With the next mission to the Moon—Artemis One—delayed but still underway, NASA has teased us with plenty of details about the mission, like how the astronauts will get there, and what they will ride around on while on the moon. There was one part of the mission that hasn’t been announced yet but is equally critical: how to ferry those astronauts and their helpers to the Launch Pad. If this government website is correct, it looks like there’s going to be a new forward-controlled “Astrovan” built by Canoo.

Bloomberg first picked up that the U.S. General Services Administration’s website was updated last week with details of a new NASA contract with Canoo. According to the government website, the contract is valued at $147,855 with Canoo, but is open to other bidders until later this month.

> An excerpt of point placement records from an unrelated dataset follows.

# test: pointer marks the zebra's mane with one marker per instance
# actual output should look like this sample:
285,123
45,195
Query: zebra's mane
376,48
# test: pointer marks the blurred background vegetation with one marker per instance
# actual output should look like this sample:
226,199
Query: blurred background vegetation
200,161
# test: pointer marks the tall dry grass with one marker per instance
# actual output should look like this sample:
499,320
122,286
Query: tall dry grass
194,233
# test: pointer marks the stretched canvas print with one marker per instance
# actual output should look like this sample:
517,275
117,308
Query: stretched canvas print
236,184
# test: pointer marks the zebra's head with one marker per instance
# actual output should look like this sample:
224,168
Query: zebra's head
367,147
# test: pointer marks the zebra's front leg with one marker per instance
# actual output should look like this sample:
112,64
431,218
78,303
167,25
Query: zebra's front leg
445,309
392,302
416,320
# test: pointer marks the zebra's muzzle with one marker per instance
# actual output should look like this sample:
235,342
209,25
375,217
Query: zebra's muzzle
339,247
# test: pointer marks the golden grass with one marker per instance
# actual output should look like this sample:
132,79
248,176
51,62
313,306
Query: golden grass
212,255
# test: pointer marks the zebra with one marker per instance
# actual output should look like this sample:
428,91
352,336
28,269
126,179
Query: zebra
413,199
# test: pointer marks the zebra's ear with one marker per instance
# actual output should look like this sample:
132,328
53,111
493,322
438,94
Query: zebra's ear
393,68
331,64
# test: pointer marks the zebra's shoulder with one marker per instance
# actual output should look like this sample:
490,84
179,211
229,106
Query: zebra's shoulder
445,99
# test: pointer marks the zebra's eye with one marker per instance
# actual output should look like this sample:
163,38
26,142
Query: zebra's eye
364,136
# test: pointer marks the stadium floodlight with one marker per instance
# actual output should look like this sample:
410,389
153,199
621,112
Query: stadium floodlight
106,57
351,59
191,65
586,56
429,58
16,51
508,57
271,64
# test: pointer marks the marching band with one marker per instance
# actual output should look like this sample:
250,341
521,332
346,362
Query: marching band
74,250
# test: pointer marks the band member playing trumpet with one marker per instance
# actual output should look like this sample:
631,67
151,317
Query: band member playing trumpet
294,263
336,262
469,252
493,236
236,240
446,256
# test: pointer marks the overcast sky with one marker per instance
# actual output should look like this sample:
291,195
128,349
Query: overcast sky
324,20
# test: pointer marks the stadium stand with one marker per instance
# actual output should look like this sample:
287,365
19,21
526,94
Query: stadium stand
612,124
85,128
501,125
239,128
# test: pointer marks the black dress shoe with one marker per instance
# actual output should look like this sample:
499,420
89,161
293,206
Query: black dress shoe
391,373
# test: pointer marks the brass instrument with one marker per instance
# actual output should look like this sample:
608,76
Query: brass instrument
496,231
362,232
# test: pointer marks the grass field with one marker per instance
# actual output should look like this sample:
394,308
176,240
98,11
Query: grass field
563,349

Canoo didn’t deny it when reached by MotorTrend, but only stated that NASA has contacted them without elaborating. It’s possible things haven’t completely finalized yet, but we’ll probably know more very soon.

We’re excited, not just as fans of Futurama and space travel, but as the last Astrovan is embedded in history as the 1983 Airstream Excella featured an all stainless steel body, glimmering as it took the shuttle astronauts and their equipment specialists a 22-minute ride from Operations to the Launch Pad at the Kennedy Space Center on Merritt Island, Florida.

The only issue is if the next wheeled shuttle can be called “Astrovan,” as Boeing and Airstream have since built “Astrovan II” and may be funny about sharing the name. It’s built off the Atlas motorhome that is based off of the Mercedes-Benz Sprinter chassis but modified for use by Boeing as part of their commercial crewed spaceflight program, the CST-100 Starliner. While Starliner has launched, it has yet to do so with a crew as it faced many issues during its first test flight—where it missed its target to reach and dock with the International Space Station—to issues with its propulsion system valves while waiting to launch on its second test mission.

Again, while it hasn’t been made official, word is that we’ll learn something soon from NASA about its next astronaut shuttle. Meanwhile, we dream about the amazing looking Astrovan, imagining the sun reflecting off its stainless steel body as it drives to the Launch Pad. For a vehicle with such a simple job, it still looked as amazing as it was iconic while doing it.